The second issue which is killing tax payers is related to real estate.  Around 2005, bankers made a lot of profits from subprime lending.  However, the housing and finance markets were not the same, but bankers around the country continued to take the kind of risks that created the collapse of the mortgage industry.  New strategies are required and with my background in real estate, I will definitely use my knowledge to propose concrete plans.  I am a realtor with Reece Nichols in Prairie Village, Kansas. My professional experience also includes over 12 years of experience in property appraisals, county tax assessment (in Kansas), mortgage lending, commercial income modeling, credit card auditing and comparative market analysis.  My background in real estate makes me understand what is at stake with the property values, accessible taxes and so on.   Throughout my career, I did and conducted administrative tasks, managing budgets and doing financial analysis.  I intend to bring these experiences to the State House to help the taxpayers. 

I have a clear vision about the needs regarding the citizens of Kansas and I have been an active contributor in the community.  My actions speak through my involvement in the community on different levels:  as a professor, as the founder of CLIMB, as an administrator and financial expert.  I have the competencies and skills to forge partnerships between many constituents:  government (the state legislators, etc.), non-profit organizations, education boards, chambers of commerce, corporate sponsorships and so on.  I know how to convey my ideas effectively and how to simplify complex subjects.

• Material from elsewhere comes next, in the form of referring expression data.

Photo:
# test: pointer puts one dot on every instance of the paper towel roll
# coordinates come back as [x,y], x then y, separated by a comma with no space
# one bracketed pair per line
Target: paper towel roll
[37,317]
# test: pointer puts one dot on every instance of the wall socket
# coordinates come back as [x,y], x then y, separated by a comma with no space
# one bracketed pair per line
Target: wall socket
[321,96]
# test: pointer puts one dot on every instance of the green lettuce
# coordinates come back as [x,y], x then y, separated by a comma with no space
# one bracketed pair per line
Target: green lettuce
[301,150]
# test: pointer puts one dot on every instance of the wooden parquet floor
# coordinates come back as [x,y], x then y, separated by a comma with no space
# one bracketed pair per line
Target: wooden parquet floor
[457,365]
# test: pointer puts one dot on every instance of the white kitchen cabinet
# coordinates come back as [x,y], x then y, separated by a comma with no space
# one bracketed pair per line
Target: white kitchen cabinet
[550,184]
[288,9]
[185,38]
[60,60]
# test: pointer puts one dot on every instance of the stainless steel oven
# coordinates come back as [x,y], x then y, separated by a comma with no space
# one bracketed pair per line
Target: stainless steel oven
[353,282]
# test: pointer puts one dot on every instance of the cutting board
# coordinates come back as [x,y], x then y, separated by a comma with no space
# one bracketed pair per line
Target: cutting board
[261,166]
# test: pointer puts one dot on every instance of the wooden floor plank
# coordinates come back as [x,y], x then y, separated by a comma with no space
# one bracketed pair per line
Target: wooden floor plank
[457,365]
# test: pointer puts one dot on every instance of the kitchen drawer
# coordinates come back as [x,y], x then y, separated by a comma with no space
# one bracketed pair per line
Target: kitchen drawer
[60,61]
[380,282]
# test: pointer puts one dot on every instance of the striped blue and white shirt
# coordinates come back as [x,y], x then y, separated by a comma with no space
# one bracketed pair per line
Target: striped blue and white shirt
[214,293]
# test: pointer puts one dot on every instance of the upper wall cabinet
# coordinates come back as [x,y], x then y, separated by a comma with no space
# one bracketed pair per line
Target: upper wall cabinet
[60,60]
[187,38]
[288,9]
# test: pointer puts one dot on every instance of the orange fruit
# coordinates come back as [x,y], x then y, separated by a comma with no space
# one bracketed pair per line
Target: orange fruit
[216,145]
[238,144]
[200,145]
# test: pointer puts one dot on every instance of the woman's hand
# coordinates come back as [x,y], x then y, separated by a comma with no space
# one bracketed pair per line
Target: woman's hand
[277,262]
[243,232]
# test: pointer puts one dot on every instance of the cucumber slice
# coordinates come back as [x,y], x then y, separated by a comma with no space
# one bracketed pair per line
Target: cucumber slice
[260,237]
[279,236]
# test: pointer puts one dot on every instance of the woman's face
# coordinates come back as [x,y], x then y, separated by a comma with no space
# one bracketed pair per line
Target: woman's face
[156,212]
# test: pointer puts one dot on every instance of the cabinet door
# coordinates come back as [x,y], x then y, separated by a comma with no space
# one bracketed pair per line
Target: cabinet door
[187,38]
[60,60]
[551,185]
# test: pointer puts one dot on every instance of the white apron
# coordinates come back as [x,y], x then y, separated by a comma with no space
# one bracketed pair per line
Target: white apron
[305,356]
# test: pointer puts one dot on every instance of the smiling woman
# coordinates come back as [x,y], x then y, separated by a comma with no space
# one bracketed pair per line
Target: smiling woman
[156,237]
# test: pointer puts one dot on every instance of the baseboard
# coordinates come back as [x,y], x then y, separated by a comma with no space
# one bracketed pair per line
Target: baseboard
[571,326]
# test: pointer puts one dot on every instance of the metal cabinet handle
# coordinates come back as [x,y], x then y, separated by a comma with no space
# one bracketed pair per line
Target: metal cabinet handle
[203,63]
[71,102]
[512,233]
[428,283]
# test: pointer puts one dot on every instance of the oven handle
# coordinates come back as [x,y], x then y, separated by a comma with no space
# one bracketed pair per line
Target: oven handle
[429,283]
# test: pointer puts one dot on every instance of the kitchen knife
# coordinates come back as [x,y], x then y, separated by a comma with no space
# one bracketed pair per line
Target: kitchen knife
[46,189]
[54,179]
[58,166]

I also served as legislative intern under Kansas Senator Chris Steineger from January to April 2010.  This experience was an important part of my professional development in politics.  If elected, I will be open to new ideas and I will listen to the needs of the citizens.  My academic and professional curricula taught me how to analyze complicated situations and identify multidimensional solutions.  As a college professor, I learned how to develop and hone my communication skills which can definitely be useful in politics.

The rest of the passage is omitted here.